I love New York City. Sure, it has its flaws: the air reeks in summer, people are surprisingly rude and insensitive (and desensitized to people acting that way), the city whines, groans, and clanks at a painful volume, and the crowds move with all the speed and grace of a human mudslide. Despite that, I love it for all the things that it gets right: the superb mass transit, the unsurpassed arts, and the melting pot of worldwide culture that lets you wander in and out of America while staying comfortably within 200 streets and 12 avenues. I also simply love the beat of a city that, true to its word, never sleeps. I am very much looking forward to returning there at the end of summer.
I need to make it crystal clear that I do love New York City so that the following statement is not taken as bitter whining:
New Yorkers need to actually open their eyes for ten seconds, shut up, listen to the world, and realize that they are not at the center of the universe, and there is life even when you’re outside of an island whose great geographic pride is that it’s not physically attached to New Jersey.
I realized that I needed to make this argument when I landed at La Guardia and started listening to a conversation that a flight attendant was having with one of the passenger. The passenger had apparently asked the attendant what he thought about Indianapolis.
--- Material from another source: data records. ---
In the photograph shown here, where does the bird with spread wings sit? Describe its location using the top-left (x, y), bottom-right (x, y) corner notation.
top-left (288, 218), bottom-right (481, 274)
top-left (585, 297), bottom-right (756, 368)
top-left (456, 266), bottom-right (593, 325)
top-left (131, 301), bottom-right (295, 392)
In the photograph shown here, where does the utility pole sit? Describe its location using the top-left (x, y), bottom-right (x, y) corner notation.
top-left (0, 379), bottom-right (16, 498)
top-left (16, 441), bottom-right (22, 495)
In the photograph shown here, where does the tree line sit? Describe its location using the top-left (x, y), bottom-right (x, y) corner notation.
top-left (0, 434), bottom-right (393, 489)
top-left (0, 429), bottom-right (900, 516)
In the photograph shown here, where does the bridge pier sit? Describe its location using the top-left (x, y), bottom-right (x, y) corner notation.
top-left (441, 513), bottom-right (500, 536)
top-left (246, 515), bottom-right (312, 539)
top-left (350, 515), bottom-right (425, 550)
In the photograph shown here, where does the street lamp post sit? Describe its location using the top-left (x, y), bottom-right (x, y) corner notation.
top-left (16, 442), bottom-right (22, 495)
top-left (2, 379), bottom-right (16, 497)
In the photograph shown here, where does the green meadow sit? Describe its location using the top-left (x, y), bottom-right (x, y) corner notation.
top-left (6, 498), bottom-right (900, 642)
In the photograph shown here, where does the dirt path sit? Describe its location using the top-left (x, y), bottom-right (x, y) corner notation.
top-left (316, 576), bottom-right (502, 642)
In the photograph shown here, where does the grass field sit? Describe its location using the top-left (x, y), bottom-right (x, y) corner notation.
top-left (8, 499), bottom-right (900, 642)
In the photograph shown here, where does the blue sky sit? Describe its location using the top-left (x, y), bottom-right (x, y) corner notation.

“Eh, I guess it’s a fine city,” he responded, “but I’m not sure what there is to do if I lived there.”
I have heard that sentence, or a slight variation on it, far more times than I care to count. A week without at least one, “Oh, I think $place is fine, but there’s nothing to do there,” was an odd week indeed. Now, the statement is invariably false. To defend Indianapolis simply because I know enough to respond: it has one of the best symphonies in the US, and the largest children’s museum in the world, and the only basketball team to innovatively integrate boxing when playing Detroit, and the Indy 500, and a massive art museum with some truly great works, and a repertory theater, and the Colts, and then tons of seasonal events, such as the Broadripple arts show, touring theater productions, and more. On top of that, you’ll find bars, comedy clubs, jazz, and just about anything else you want. It may not all be centralized downtown, but it’s all there. Anyone who cannot find anything to do has their head buried in the sand.
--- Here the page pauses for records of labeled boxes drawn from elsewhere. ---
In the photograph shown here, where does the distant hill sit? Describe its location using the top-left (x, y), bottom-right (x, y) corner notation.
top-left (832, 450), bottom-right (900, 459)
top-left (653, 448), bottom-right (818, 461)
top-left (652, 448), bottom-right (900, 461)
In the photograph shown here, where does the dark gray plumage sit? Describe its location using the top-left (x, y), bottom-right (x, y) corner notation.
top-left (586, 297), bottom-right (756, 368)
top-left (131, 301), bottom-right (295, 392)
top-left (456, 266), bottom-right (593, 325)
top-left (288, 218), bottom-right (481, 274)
Although this list is specific to Indianapolis, I have no doubt that I could create a similar list for any other city someone throws into that sentence. Yet that’s not what bothers me the most. What bothers me most is how arrogant and, more importantly, how pretentious that claim is. When I took a boat tour of New York this summer as part of my internship, the tour guide told us that he was frequently asked about how you live in a city of eight million. His response is worth reprinting:
You live here just like you live in any other town. People laugh when I say that, but it’s true. New York is broken into neighborhoods, and each neighborhood has its own feel and its own community. The dirty little secret is that most New Yorkers only know their own neighborhood. It’s only when you realize that, and then look at all the neighborhoods together, that you get how people really live in New York City.
That statement is more true than most New Yorkers would willingly admit. Most New Yorkers seem to live in private bubbles that cover their apartment and five or six surrounding blocks. New York City may have eight million, but most New Yorkers actually know a much smaller community on the order of a few tens of thousands—far smaller than most cities in the US. This is, in fact, how every city operates, except that the neighborhood feel actually gets exaggerated so that its occupants can find some identity within the sprawling whole.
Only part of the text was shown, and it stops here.